Here, Mr. Wood—who, contra Updike, hardly acknowledges the extra-textual problems, or existence, of race—occasioned a physiological response that only begins in the neck. It’s not the issue he takes with John Henry Days’ colloquialisms that elicits cringing; it’s the recurring assumption that Mr. Whitehead is not a stylist making choices when he alofts on flights of the ungrammatical (“that little song that always works isn’t today”), but rather simply doesn’t know better.
The young Presbyterian-American writer to watch, imagining there can only be one, would not exactly be watched like this.

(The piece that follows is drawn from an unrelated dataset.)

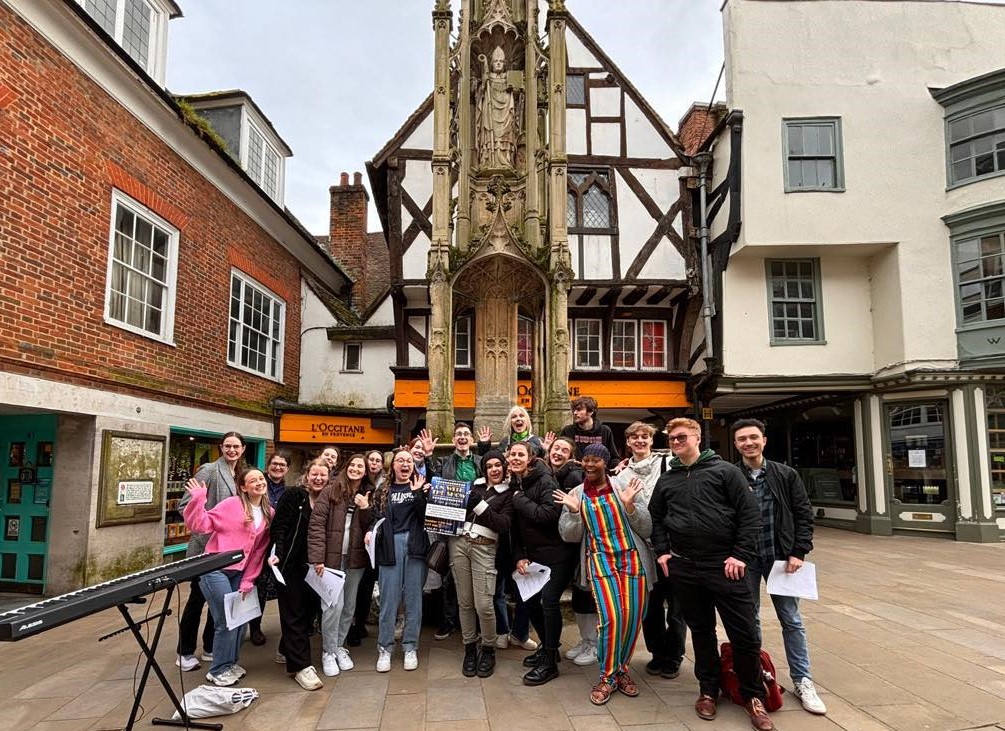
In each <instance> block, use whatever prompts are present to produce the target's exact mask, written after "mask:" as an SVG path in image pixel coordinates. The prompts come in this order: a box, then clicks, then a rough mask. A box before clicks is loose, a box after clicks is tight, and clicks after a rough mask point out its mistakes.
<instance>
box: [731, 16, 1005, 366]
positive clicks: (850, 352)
mask: <svg viewBox="0 0 1005 731" xmlns="http://www.w3.org/2000/svg"><path fill="white" fill-rule="evenodd" d="M724 26H725V35H726V57H727V71H726V76H727V92H728V105H729V107H730V108H731V109H738V110H742V111H743V113H744V147H743V162H742V166H743V173H742V175H743V181H744V188H743V190H744V192H743V195H744V201H743V229H742V232H741V238H740V241H738V245H737V247H736V248H735V251H737V250H742V249H743V248H744V247H768V246H770V247H771V249H772V253H771V255H775V256H801V255H820V253H819V252H820V250H824V251H827V250H833V251H834V252H835V254H839V255H835V256H826V255H825V256H824V260H825V261H826V262H827V264H826V265H825V267H824V283H823V289H824V310H825V333H826V339H827V345H826V346H817V347H808V346H807V347H799V348H797V351H798V356H797V357H794V355H795V354H794V353H793V352H792V348H791V347H788V346H786V347H775V348H772V347H770V346H769V345H768V344H767V339H766V338H765V337H755V335H756V334H763V333H765V332H766V330H767V327H768V324H767V319H766V318H767V315H766V313H765V314H764V317H761V316H760V315H759V316H758V318H759V319H754V320H752V321H749V322H746V324H745V325H744V326H741V325H740V323H739V322H738V321H737V320H736V319H735V318H734V317H733V314H732V313H733V312H734V310H733V309H732V308H729V309H727V312H730V313H731V317H730V322H728V323H727V328H726V331H727V342H726V348H725V350H726V351H727V362H726V366H727V372H728V373H742V372H753V371H752V370H750V369H751V364H752V363H756V364H757V366H756V368H755V370H757V371H759V372H762V373H771V374H790V373H801V374H809V373H836V372H859V371H860V369H862V368H863V366H865V365H866V364H867V363H868V362H869V361H872V360H874V361H875V362H874V363H873V364H872V365H870V366H869V367H868V368H865V370H868V371H871V370H873V369H875V370H881V369H883V368H887V367H902V365H903V364H905V363H908V364H911V363H923V362H943V363H946V364H952V363H953V362H955V358H956V338H955V333H954V330H955V327H956V314H955V304H954V290H953V287H954V285H953V278H952V269H951V260H950V249H949V233H948V230H947V228H946V226H945V225H944V224H943V223H942V221H941V220H940V219H941V217H942V216H943V215H945V214H947V213H950V212H953V211H956V210H960V209H962V208H965V207H967V203H968V202H970V201H973V202H987V201H988V200H995V199H1001V198H1003V197H1005V180H1003V179H1001V178H999V179H997V180H994V181H986V182H984V183H981V184H978V185H971V186H966V188H964V189H961V190H959V191H953V192H951V193H949V194H947V192H946V190H945V189H946V150H945V142H944V140H945V133H944V119H943V118H944V111H943V109H942V107H940V106H939V105H938V104H937V103H936V102H935V101H934V100H933V99H932V97H931V94H930V92H929V87H942V86H946V85H949V84H952V83H956V82H958V81H962V80H964V79H967V78H970V77H972V76H975V75H979V74H981V73H986V72H988V71H991V70H993V69H996V68H999V67H1001V66H1002V64H1003V62H1002V55H1001V49H1000V43H997V42H994V41H993V40H992V39H994V38H999V37H1002V35H1003V34H1005V8H1002V7H996V6H989V5H977V4H971V3H957V2H924V3H923V2H863V1H861V0H844V1H842V2H806V1H799V0H792V1H790V2H784V3H778V2H758V1H752V0H729V2H728V3H727V4H726V6H725V8H724ZM820 116H836V117H840V118H841V126H842V146H843V150H844V155H843V161H844V178H845V187H846V191H845V192H842V193H789V194H786V193H785V192H784V180H783V161H784V157H783V156H784V151H783V150H782V119H783V118H787V117H820ZM978 187H981V188H983V190H981V191H980V192H978V190H977V188H978ZM891 245H893V246H895V247H896V249H897V252H896V255H891V254H890V253H889V252H888V248H889V247H890V246H891ZM748 255H754V258H755V259H756V260H757V261H761V259H762V257H763V255H765V252H758V253H757V254H754V252H753V251H747V252H745V253H744V258H746V257H747V256H748ZM841 258H847V259H848V260H847V261H844V262H841V261H840V259H841ZM856 261H857V263H856ZM734 263H738V262H733V261H731V264H730V269H729V270H728V271H727V275H726V287H727V295H728V301H729V302H730V303H731V304H732V305H734V306H736V305H738V304H744V302H745V301H744V300H743V299H742V298H741V297H740V293H739V292H736V291H733V288H735V287H739V288H740V290H741V291H742V292H744V293H751V294H752V291H753V290H757V289H761V290H762V292H763V291H764V288H765V285H764V273H763V264H759V265H756V266H755V267H754V268H755V269H756V268H760V269H761V272H760V280H761V282H760V285H755V284H754V283H753V282H750V283H748V282H747V280H748V277H752V276H753V271H752V272H749V273H748V276H745V277H741V276H740V273H739V272H737V271H735V270H734ZM741 268H744V267H741ZM836 271H842V272H844V273H843V276H844V277H847V276H850V275H851V273H852V272H854V271H858V272H859V276H860V277H861V278H862V279H861V283H859V284H858V285H857V286H854V287H852V283H851V282H848V281H847V280H846V279H845V280H843V281H841V282H831V281H830V278H831V276H832V273H831V272H836ZM870 278H871V280H870ZM745 285H747V286H746V287H745ZM835 290H846V291H849V294H851V291H854V292H855V293H856V294H857V295H858V296H859V299H856V300H850V299H848V298H842V299H841V300H840V303H841V307H840V308H837V309H836V308H835V307H834V306H835V304H837V302H838V301H836V300H835V298H834V297H832V296H828V295H827V293H828V292H834V291H835ZM873 295H874V296H875V302H873V310H872V311H871V312H870V311H869V307H868V303H869V301H870V299H871V298H872V296H873ZM896 298H898V301H897V300H896ZM765 302H766V301H765V296H764V295H763V294H761V295H759V297H758V298H757V299H756V300H753V301H752V302H751V304H750V307H749V308H748V309H749V311H750V312H752V313H753V312H755V311H756V310H759V309H762V308H763V307H765V306H764V305H763V303H765ZM828 303H829V304H828ZM832 319H833V320H834V322H831V321H832ZM873 322H874V323H875V337H876V340H873V339H872V337H871V334H872V331H873ZM851 332H857V333H858V335H857V337H855V338H853V339H852V338H850V337H848V336H849V334H850V333H851ZM866 332H868V333H869V334H870V337H869V338H868V339H866V338H865V337H864V336H865V333H866ZM873 351H874V356H875V357H873ZM730 354H733V356H732V357H731V355H730ZM740 354H742V358H741V357H740ZM894 364H898V365H894Z"/></svg>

AS IT HAPPENS, John Henry Days, a 2002 Pulitzer Prize finalist, does tack, as both critics say, toward the overwritten, and –wrought, and –long. But in framing these critiques, their reviews ratified the novel’s core social and psychological insight: namely, that the persistence of racial identity in 21st-century America is most directly experienced in, and against, its absence.
Mr. Whitehead’s fiction is thus paradigmatically “racial” only insofar as it suspends, dispends and upends static racial markers. Updike came close to seeing the game in 2001, noting that “the disgusted junketeer J. Sutter, need not be black at all. His discontent might just as well be that of a young white or Asian-American of literary bent.” (True enough.) But the recognition quickly becomes lament: For reasons noble and otherwise, it seems the lion simply could not bring himself to accept a gifted black writer uninterested in claiming the righteous mantel, the thunderous birthright, of Douglas, Du Bois, Wright and Baldwin.

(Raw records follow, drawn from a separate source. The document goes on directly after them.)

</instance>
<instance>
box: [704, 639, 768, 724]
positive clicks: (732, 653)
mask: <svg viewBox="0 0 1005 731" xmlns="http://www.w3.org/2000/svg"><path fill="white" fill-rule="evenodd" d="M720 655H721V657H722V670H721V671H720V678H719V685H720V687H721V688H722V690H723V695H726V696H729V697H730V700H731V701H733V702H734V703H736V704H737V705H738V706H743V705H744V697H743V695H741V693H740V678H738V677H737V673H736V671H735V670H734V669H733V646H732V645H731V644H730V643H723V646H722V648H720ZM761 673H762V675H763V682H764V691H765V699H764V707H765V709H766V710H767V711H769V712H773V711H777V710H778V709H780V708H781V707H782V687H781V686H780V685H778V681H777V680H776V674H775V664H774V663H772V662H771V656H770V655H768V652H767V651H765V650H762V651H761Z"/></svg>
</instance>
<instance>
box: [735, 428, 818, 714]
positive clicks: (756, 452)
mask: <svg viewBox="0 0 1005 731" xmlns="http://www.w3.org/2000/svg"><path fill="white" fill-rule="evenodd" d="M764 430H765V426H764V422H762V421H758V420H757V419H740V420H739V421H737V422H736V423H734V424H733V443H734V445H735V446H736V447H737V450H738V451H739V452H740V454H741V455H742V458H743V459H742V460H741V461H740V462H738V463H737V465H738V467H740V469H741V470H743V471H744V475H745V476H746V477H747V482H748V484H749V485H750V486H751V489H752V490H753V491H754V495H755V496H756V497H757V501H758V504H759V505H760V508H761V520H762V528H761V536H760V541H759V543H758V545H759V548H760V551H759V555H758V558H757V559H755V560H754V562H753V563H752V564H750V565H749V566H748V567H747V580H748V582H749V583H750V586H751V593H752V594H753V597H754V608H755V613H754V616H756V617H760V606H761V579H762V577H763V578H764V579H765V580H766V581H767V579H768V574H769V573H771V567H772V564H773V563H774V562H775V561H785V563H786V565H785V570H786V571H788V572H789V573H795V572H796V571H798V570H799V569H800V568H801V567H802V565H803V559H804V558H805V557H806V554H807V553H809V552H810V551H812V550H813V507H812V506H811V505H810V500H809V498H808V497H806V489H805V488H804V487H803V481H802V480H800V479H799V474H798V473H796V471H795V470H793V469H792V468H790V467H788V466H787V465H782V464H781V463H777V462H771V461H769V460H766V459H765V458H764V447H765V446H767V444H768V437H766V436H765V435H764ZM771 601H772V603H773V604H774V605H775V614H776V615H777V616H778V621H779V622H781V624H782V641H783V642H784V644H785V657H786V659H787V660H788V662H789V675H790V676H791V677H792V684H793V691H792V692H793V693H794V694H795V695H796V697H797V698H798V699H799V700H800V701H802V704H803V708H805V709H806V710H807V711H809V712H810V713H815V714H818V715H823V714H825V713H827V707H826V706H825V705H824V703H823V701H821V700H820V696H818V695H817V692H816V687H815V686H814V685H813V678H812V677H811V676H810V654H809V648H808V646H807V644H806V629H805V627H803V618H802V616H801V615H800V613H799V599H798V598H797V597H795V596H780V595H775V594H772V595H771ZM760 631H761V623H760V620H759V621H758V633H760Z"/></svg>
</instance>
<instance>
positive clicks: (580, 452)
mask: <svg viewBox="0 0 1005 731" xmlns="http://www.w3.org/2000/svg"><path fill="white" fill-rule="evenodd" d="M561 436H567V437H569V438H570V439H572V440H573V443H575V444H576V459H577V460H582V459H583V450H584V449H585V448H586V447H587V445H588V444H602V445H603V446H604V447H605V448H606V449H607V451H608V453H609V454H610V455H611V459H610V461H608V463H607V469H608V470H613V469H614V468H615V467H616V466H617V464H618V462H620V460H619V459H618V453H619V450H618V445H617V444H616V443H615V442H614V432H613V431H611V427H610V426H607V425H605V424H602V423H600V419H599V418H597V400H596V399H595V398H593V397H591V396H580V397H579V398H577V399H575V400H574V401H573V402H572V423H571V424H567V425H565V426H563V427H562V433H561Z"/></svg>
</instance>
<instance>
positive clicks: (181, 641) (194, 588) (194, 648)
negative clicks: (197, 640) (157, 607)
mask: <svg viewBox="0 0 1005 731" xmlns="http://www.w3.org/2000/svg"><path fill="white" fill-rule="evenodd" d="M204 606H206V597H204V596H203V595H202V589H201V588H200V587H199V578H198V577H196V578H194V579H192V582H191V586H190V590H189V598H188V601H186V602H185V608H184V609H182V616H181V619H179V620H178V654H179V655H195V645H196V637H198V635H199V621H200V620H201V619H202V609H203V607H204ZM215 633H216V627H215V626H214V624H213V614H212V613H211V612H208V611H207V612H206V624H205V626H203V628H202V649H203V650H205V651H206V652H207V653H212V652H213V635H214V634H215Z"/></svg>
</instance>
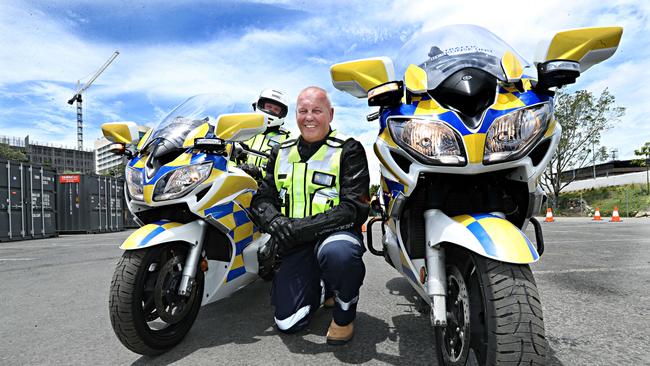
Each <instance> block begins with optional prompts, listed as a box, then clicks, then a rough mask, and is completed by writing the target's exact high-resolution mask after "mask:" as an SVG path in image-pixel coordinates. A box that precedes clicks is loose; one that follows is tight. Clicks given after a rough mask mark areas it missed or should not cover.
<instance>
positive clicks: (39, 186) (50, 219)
mask: <svg viewBox="0 0 650 366" xmlns="http://www.w3.org/2000/svg"><path fill="white" fill-rule="evenodd" d="M54 180H55V173H54V170H53V169H50V168H44V167H42V166H37V165H32V164H28V163H22V162H16V161H11V160H0V241H8V240H24V239H37V238H48V237H53V236H56V235H57V231H56V207H55V204H56V199H55V187H56V186H55V184H54Z"/></svg>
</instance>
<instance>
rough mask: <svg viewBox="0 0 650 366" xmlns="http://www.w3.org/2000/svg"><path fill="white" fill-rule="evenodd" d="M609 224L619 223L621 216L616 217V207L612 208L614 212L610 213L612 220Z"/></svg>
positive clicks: (609, 220) (617, 206)
mask: <svg viewBox="0 0 650 366" xmlns="http://www.w3.org/2000/svg"><path fill="white" fill-rule="evenodd" d="M609 222H621V216H619V215H618V206H614V212H613V213H612V219H611V220H609Z"/></svg>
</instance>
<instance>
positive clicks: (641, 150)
mask: <svg viewBox="0 0 650 366" xmlns="http://www.w3.org/2000/svg"><path fill="white" fill-rule="evenodd" d="M634 155H636V156H642V157H645V159H637V160H634V163H635V164H636V165H638V166H644V167H645V182H646V190H647V192H648V194H650V173H649V172H648V169H649V167H650V141H648V142H646V143H645V145H643V146H641V148H640V149H638V150H634Z"/></svg>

Would that it were possible for him to read Sag Harbor! Deceptively modest and extraordinarily assured, Mr. Whitehead’s new novel, set in 1985, recounts three months in the life of 15-year-old Benji Cooper. A wry and circumspect narrator, Benji is surrounded by a phalanx of other black boys—and a small advance squadron of girls—variably initiated into the worlds of cars, sex, politics and beer. With little visible strain, he re-creates the gaseous specificity that fills whatever space teenage boredom allows it: Benji and his friends close-read rap lyrics, practice streetwise handshakes (“Slam, grip, flutter, snap. Or was it slam, flutter, grip, snap?”) and improvise hilariously baroque takedowns (“You fuckin’ Kunta Kinte-lookin’ motherfucker … with your monkey ass.”). The first hairlines of adult fissures appear: Once inseparable, Benji separates from his brother Reggie; less centrally, a boy named Bobby becomes the group’s first militant, developing “a fondness for using the phrases ‘white-identified’ and ‘false consciousness’ while watching The Cosby Show.”